Alternatively, Spark jobs could use a edp.spark.main_class config
- There may be additional configuration parameters in the future, but none
are supported at present. The Configuration button may be included or
- The arguments button should be present
Overload the existing Java job type. It is similar enough to work as a
proof of concept, but long term this is probably not clear, desirable or
Data model impact
None. Job type is stored as a string in the database, so there should be
no impact there.
REST API impact
None. The JSON schema will list “Spark” as a valid job type, but the API
calls themselves should not be affected.
Other end user impact
Sahara-dashboard / Horizon impact
Described under Proposed Change.
- Primary assignee:
- Trevor McKay (sahara-api)
- Other contributors:
- Chad Roberts (dashboard)
Additional notes on implementation of items described under Proposed Change:
- The simple addition of JOB_TYPE_SPARK to sahara.utils.edp.JOB_TYPES_ALL
did not cause existing unit tests to fail in an experiment
- Existing unit tests should be surveyed and analagous tests for the Spark job
type should be added as appropriate
- sahara.service.edp.job_manager.get_job_config_hints(job_type) needs to handle
the Spark job type.
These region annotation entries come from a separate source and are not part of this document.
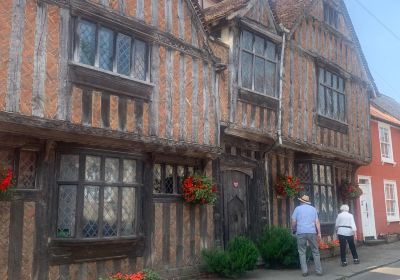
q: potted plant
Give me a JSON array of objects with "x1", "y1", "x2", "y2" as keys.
[
  {"x1": 183, "y1": 174, "x2": 217, "y2": 204},
  {"x1": 318, "y1": 239, "x2": 340, "y2": 257},
  {"x1": 341, "y1": 180, "x2": 362, "y2": 200},
  {"x1": 275, "y1": 175, "x2": 303, "y2": 198}
]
Currently all config hints are retrieved from the Oozie
job engine, this will not be correct.
- Related, the use of JOB_TYPES_ALL should probably be modified in
workflow_creator.workflow_factory.get_possible_job_config() just to be safe
- sahara.service.edp.job_utils.get_data_sources() needs to treat Spark jobs
like Java jobs (there are no data sources, only arguments)
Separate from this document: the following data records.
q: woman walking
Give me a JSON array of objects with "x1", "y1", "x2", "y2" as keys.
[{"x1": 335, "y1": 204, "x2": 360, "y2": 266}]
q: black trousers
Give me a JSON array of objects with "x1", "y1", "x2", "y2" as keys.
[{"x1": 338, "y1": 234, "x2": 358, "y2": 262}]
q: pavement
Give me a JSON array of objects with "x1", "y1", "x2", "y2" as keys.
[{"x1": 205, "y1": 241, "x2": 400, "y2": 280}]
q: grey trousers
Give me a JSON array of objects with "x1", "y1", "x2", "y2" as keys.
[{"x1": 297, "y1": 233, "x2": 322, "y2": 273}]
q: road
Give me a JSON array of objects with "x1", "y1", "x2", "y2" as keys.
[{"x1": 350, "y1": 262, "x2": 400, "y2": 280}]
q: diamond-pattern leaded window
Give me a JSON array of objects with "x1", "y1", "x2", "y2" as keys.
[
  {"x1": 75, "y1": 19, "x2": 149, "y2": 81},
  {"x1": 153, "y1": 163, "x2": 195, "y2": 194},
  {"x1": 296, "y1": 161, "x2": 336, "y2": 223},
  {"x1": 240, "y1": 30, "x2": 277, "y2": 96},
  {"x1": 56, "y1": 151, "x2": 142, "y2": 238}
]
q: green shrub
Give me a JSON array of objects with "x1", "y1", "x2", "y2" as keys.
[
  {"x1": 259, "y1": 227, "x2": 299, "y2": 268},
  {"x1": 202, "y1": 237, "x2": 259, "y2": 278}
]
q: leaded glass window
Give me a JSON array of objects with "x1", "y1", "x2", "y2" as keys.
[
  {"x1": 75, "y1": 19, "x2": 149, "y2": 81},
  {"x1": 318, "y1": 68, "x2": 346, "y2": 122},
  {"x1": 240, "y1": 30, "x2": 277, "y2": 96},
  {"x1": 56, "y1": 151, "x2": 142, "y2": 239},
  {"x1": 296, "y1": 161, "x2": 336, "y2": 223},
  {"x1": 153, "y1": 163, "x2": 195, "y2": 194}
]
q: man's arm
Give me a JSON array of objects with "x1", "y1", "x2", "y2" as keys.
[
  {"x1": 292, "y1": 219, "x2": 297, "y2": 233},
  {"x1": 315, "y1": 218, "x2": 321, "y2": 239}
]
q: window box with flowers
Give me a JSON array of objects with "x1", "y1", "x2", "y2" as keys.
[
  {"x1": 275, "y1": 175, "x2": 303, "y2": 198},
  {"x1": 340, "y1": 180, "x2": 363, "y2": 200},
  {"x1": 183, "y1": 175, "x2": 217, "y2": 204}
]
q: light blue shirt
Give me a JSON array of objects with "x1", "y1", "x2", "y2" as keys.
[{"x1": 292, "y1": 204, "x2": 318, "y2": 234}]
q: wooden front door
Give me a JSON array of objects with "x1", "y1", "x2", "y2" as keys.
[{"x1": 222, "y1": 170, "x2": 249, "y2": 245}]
- service.validations.edp.job.check_main_libs() needs to require a main
application jar for Spark jobs and allow supporting libs as optional
- Spark requires edp.java.main_class (or edp.spark.main_class)
- check_edp_job_support() is called here and should be fine. The default is
an empty body and the Spark plugin does not override this method since the
Spark standalone deployment is part of a Spark image generated from DIB
- Use of EDP job types in sahara.service.edp.oozie.workflow_creator should not
be impacted since Spark jobs shouldn’t be targeted to an Oozie engine by the
job manager (but see note on get_job_config_hints() and JOB_TYPES_ALL)
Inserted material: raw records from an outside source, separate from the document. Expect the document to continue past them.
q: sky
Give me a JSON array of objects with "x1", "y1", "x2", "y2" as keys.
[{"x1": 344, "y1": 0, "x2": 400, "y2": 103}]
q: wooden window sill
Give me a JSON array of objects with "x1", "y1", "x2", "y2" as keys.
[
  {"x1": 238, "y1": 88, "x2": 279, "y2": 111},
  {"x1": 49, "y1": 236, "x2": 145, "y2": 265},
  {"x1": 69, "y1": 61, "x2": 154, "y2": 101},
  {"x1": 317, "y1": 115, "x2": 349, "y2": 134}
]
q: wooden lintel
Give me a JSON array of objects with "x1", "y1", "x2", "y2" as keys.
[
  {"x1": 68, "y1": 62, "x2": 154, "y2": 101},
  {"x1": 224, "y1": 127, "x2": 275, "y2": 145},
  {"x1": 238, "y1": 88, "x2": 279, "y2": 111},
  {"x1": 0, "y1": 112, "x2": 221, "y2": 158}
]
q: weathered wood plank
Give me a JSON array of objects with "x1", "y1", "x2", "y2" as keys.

- The Sahara client does not appear to reference specific job type values so
there is likely no work to do in the client
New unit tests will be added for the Spark job type, analogous to existing
tests for other job types. Existing unit and integration tests will ensure that
other job types have not been broken by the addition of a Spark type.
Integration tests for Spark clusters should be added in the following
blueprint, including tests for EDP with Spark job types
The User Guide calls out details of the different job types for EDP.
Details of the Spark type will need to be added to this section.